Bart had intussen het vaste voornemen opgevat om morgen al naar huis te gaan: dan kon ik rustig thuis in mijn eigen bed ziek zijn, en waren er bekende dokters bij de hand en zo. Dat overgeven had hem helemaal bezorgd gemaakt. Soit, ik voelde me echt beter, alleen kon ik nog steeds nauwelijks eten: een hap of vijf spaghetti volstond al ruimschoots, en het appeltaartje in de namiddag hebben de jongens onder elkaar verdeeld. Kobe was intussen hondemoe, en deed een stevige middagdut tot half vier, en zelf heb ik ook wel een uur of twee geslapen. Daarna heb ik mee gekaart, en voelde ik me echt wel ok. Toen Kobe wakker werd, scheen de zon volop, was het echt warm buiten, en wilde ik graag nog op uitstap naar Le Lac de Settons, op een half uurtje rijden. Jeroen (de gastheer) had gezegd dat je er ook kon zwemmen, dat er verschillende kleine strandjes waren, en dus overtuigde ik Bart om het zwemgerei mee te nemen. Hij had sowieso wat overtuiging nodig, want hij vond het een compleet onzinnig idee om nog op stap te gaan.

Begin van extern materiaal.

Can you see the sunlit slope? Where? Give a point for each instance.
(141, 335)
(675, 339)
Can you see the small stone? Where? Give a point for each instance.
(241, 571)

Een half uurtje rijden later door het prachtige natuurreservaat kwamen we effectief aan het water: een enorm meer, omzoomd door weelderige bossen. We vonden een parkeerplaatsje aan een klein keienstrandje (man, wat waren die keien scherp zeg! Mijn voeten doen er nog zeer van) waar nog een andere familie aan het spelen was, en de kinderen gingen meteen pootjebaden. Het water was lang zo koud niet als gedacht, en iets later hadden de jongens en ik onze zwembroeken aan, en werd er druk gespeeld. Kobe had nog wel wat watervrees, maar amuseerde zich blijkbaar toch. Bart bleef op de oever staan kijken, volledig gekleed, tot en met zijn schoenen. We mochten zelfs even een rubberbootje lenen van de andere familie, wat Wolf uiteraard super vond.
Tegen iets na zessen waren we weer thuis, en was Bart overtuigd om alsnog een dag te blijven, en pas zondag naar huis te gaan, zoals gepland.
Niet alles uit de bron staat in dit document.